第89話 魔法は使えない
この2人、そろそろ活躍するはず。たぶん。ていうかしろ。
※2021/10/28より改行修正入れております。内容には変更ございません。
その頃、シアンとソーヤは泉に映る巨大蜘蛛に釘付けになっていた。
「おーい。もうすぐ時間だぞ、水の精霊」
シアンがテーブルから乗り出し、もどかしそうに映像の中のコーデリアへ声を掛ける。それを見てソーヤが紅茶を啜りながら笑う。
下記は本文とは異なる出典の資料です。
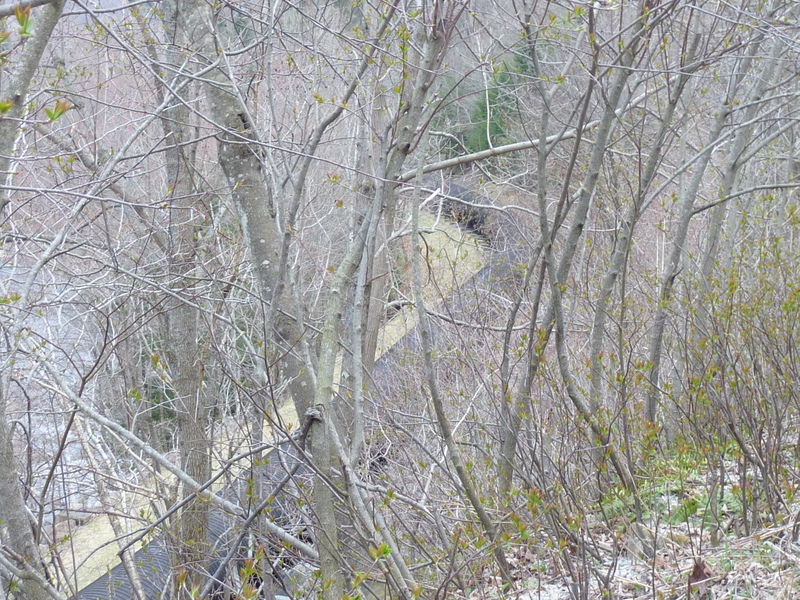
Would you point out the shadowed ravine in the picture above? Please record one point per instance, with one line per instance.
(500, 234)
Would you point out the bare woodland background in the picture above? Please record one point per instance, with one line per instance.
(211, 210)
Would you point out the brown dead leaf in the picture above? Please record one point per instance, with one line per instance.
(700, 579)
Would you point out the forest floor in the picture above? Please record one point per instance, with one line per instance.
(674, 557)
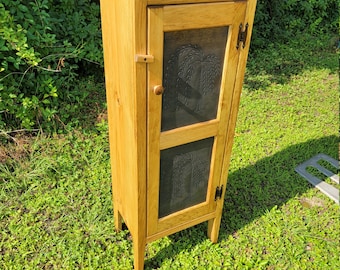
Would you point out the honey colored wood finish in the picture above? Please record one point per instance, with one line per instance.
(124, 32)
(133, 36)
(171, 2)
(182, 17)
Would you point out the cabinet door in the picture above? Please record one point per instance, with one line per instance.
(190, 88)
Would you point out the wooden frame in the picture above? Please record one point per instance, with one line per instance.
(133, 53)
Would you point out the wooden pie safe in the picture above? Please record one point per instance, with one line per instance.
(173, 72)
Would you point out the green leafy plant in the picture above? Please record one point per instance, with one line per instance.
(42, 48)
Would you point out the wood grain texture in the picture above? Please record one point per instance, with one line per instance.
(124, 32)
(171, 2)
(133, 35)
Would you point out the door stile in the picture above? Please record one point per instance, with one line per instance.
(155, 74)
(158, 140)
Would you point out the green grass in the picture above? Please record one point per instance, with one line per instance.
(55, 191)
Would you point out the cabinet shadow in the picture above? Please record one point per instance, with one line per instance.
(251, 191)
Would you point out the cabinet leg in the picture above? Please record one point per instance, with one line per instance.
(138, 253)
(214, 228)
(117, 219)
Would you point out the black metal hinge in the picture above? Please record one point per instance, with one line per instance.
(242, 36)
(218, 194)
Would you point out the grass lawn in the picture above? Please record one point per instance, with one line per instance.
(55, 191)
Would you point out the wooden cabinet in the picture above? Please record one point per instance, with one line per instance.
(173, 72)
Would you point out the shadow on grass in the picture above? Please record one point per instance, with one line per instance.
(279, 62)
(251, 191)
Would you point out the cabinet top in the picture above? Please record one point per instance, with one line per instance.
(169, 2)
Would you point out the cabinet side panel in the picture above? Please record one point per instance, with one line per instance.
(126, 106)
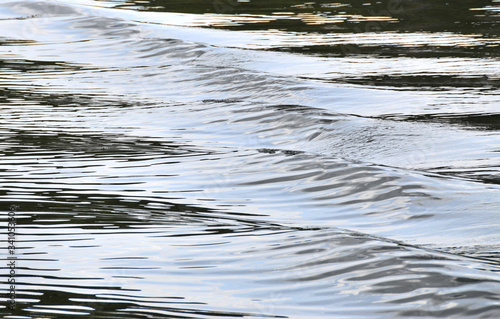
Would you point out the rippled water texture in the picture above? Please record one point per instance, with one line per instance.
(224, 159)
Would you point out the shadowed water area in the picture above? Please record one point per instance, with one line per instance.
(253, 159)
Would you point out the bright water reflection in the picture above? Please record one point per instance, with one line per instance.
(170, 172)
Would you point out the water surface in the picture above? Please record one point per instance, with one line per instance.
(173, 159)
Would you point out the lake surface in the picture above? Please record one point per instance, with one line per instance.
(253, 159)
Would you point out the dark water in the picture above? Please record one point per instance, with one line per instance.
(223, 159)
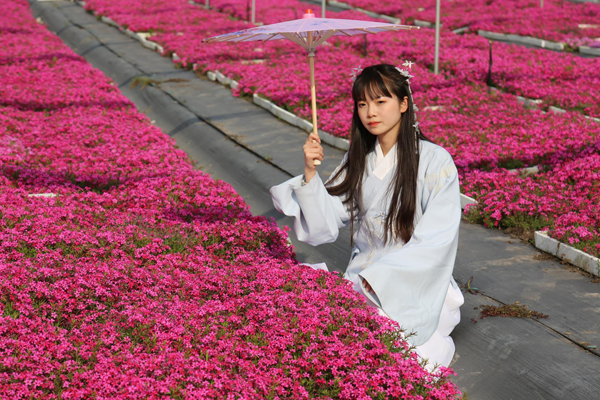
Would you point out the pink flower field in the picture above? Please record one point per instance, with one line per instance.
(558, 20)
(137, 276)
(488, 132)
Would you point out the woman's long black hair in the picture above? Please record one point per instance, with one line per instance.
(374, 82)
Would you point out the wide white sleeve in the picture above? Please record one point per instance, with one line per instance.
(411, 283)
(318, 216)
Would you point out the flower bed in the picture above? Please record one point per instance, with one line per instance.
(143, 277)
(565, 199)
(481, 129)
(560, 21)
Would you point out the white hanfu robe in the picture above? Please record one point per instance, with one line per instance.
(412, 281)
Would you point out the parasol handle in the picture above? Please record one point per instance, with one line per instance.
(313, 93)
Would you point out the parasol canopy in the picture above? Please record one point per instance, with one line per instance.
(309, 32)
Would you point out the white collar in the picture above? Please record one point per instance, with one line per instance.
(384, 164)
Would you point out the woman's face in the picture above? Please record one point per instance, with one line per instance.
(382, 116)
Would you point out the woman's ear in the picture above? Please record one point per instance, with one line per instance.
(404, 105)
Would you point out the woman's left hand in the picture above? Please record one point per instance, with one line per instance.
(368, 287)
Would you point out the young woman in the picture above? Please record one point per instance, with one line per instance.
(400, 194)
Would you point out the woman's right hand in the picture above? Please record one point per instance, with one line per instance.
(312, 151)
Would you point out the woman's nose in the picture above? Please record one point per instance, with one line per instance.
(370, 111)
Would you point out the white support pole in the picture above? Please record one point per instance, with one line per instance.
(313, 91)
(436, 67)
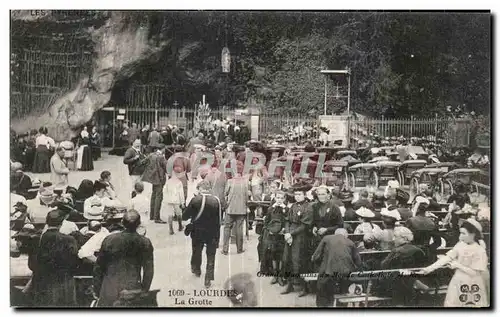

「ギリギリだな。アリオたち、国家魔導士と戦う羽目になるんじゃないか?」
彼がそう言うと水の網が霧のように蒸発し、コーデリアは大蜘蛛へ微笑んで姿を消す。映像に映る巨大な蜘蛛の背中には大きく『この子を殺すなんて三流のやることですよ。大賢者』と書かれていた。
シアンはそれを嬉々として笑う。
「本当に書いてある! あいつ自分で自分のこと『大賢者』って言ってたのか。意外とナルシストだな〜」
「そういう奴だっただろ。いつも自分の立てた作戦にカケラも疑問持たないからな、あいつ……お前もお前で大抵異論を持たないし」
苦々しい思い出を振り返りながら、ソーヤはそう言い返した。
「そうだっけ?」
「そうだった」
シアンが悪気なさそうに「よく覚えてないな〜」と呟くと、泉の映像は選定の間に切り替わった。
『選定の間』は中央に大きな金属製の水盆のような物があり、そこからとんでもない量の水が湧き出ている。映像を見ると、ちょうどアリオの聖剣にコーデリアが戻って来たところだった。
シアンはコーデリアを眺めながら呟いた。
「聖剣は手を離れたけど、精霊が見えるままで良かった」
「お前、まるで魔法の才能ないもんな」
ソーヤがからかうように笑った。ムッとした表情で、シアンは彼を睨み付ける。
「才能がないんじゃない。聖剣の後継者は、聖剣を取った後に才能が開花するようになってるって、叔父上が仰っていた」
しかめっ面の彼女を見ても、ソーヤは顔色を変えることはなかった。
「でも別に魔法が使えるわけじゃないだろ」
「うるさいな〜。多少魔術が使えるからって…ん?」
シアンは選定の間の映像に複数人の人影を見つけた。何やら立ち往生している様子だ。2人は顔を見合わせると映像の細部を覗き込んだ。